In [52]:
import json
import requests
from lxml import html


class XPathObject(object):
    input_properties = {}
    """Dict of keys (property names) and XPaths (to read vals from)"""

    @classmethod
    def FromHTML(cls, html_contents):
        inst = cls()
        print("Reading through {b} bytes for {c} properties...".format(
            b=len(html_contents),
            c=len(cls.input_properties)))

        tree = html.fromstring(html_contents)

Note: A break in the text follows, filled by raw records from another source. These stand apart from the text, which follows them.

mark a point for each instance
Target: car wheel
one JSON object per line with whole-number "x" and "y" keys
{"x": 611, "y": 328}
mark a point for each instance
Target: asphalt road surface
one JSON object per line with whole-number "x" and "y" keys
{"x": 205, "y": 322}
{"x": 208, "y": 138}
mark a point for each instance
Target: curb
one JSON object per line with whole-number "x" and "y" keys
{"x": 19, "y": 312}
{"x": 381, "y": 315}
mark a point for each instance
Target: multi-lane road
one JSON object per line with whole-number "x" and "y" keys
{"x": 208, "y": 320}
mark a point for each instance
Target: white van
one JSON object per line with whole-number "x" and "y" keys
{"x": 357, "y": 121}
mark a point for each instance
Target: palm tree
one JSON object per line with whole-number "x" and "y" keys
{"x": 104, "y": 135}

        for attr_name, xpath in cls.input_properties.items():
            print("Searching for '{n}': {x}".format(
                n=attr_name,
                x=xpath))
            elements = tree.xpath(xpath)

            if not len(elements):
                print("Failed to find '{n}': {x}".format(
                    n=attr_name,
                    x=xpath))
                continue

            setattr(
                inst,
                attr_name,
                elements[0].text)

        return inst

    def __repr__(self):
        return json.dumps(
            self.__dict__,
            indent=4,
            separators=(',', ': '))


class RefusePickup(XPathObject):
    input_properties = {
        'success_msg': '//*[@id="nConf"]/h1',
        'route_garbage': '//*[@id="nConf"]/strong[1]',
        'next_pickup_garbage': '//*[@id="nConf"]/strong[2]',
        'route_recyle': '//*[@id="nConf"]/strong[3]',
        'next_pickup_recycle_after': '//*[@id="nConf"]/strong[4]',
        'next_pickup_recycle_before': '//*[@id="nConf"]/strong[5]',
    }


class RefuseQueryAddress(object):
    STREET_TYPES = [
        'AV', # Avenue
        'BL', #
        'CR', # Circle
        'CT', # Court
        'DR', # Drive
        'LA', # Lane
        'PK', # Parkway
        'PL', # Place
        'RD', # Road
        'SQ', # Square
        'ST', # Street
        'TR', # Terrace
        'WY', # Way
    ]
    def __init__(self, house_number, direction, street_name, street_type):
        self.house_number = house_number
        self.direction = direction
        self._street_name = street_name
        self._street_type = street_type

        assert self.street_type in self.STREET_TYPES, \
            "Invalid street type: {st}".format(
                st=self.street_type)

    @property
    def street_name(self):
        return self._street_name.upper()
    
    @property
    def street_type(self):
        return self._street_type.upper()


class RefuseQuery(object):
    form_url = 'http://mpw.milwaukee.gov/services/garbage_day'
    parse_xpath = RefusePickup
    
    @classmethod
    def Execute(cls, refuse_address):
        response = requests.post(
            cls.form_url,
            data={
                'laddr': refuse_address.house_number,
                'sdir': refuse_address.direction,
                'sname': refuse_address.street_name,
                'stype': refuse_address.street_type,
                'Submit': 'Submit',
            })
        response_method = getattr(cls.parse_xpath, 'FromHTML')
        return response_method(response.text)

Define An Address

The following address is of a Walgreens for an example.


In [53]:
address = RefuseQueryAddress(
    house_number=2727,
    direction='S',
    street_name='27th',
    street_type='st')

Execute The Query

Call the RefuseQuery class to fetch, parse, and return the status of future refuse pickups.


In [54]:
pickup = RefuseQuery.Execute(address)


Reading through 13790 bytes for 6 properties...
Searching for 'success_msg': //*[@id="nConf"]/h1
Searching for 'next_pickup_recycle_before': //*[@id="nConf"]/strong[5]
Searching for 'next_pickup_recycle_after': //*[@id="nConf"]/strong[4]
Searching for 'route_recyle': //*[@id="nConf"]/strong[3]
Searching for 'next_pickup_garbage': //*[@id="nConf"]/strong[2]
Searching for 'route_garbage': //*[@id="nConf"]/strong[1]

Assess Results

Look at the response object to determine what route the address is on, when the next garbage pickup is, and when the next recycle pickup will likely be.


In [55]:
print(repr(pickup))


{
    "success_msg": "2727 S 27TH ST - Address located!",
    "route_garbage": "SP1-3A",
    "next_pickup_recycle_after": "FRIDAY MARCH 11, 2016",
    "route_recyle": "SR2-2-16",
    "next_pickup_recycle_before": "SATURDAY MARCH 12, 2016",
    "next_pickup_garbage": "MONDAY MARCH 14, 2016"
}

In [ ]: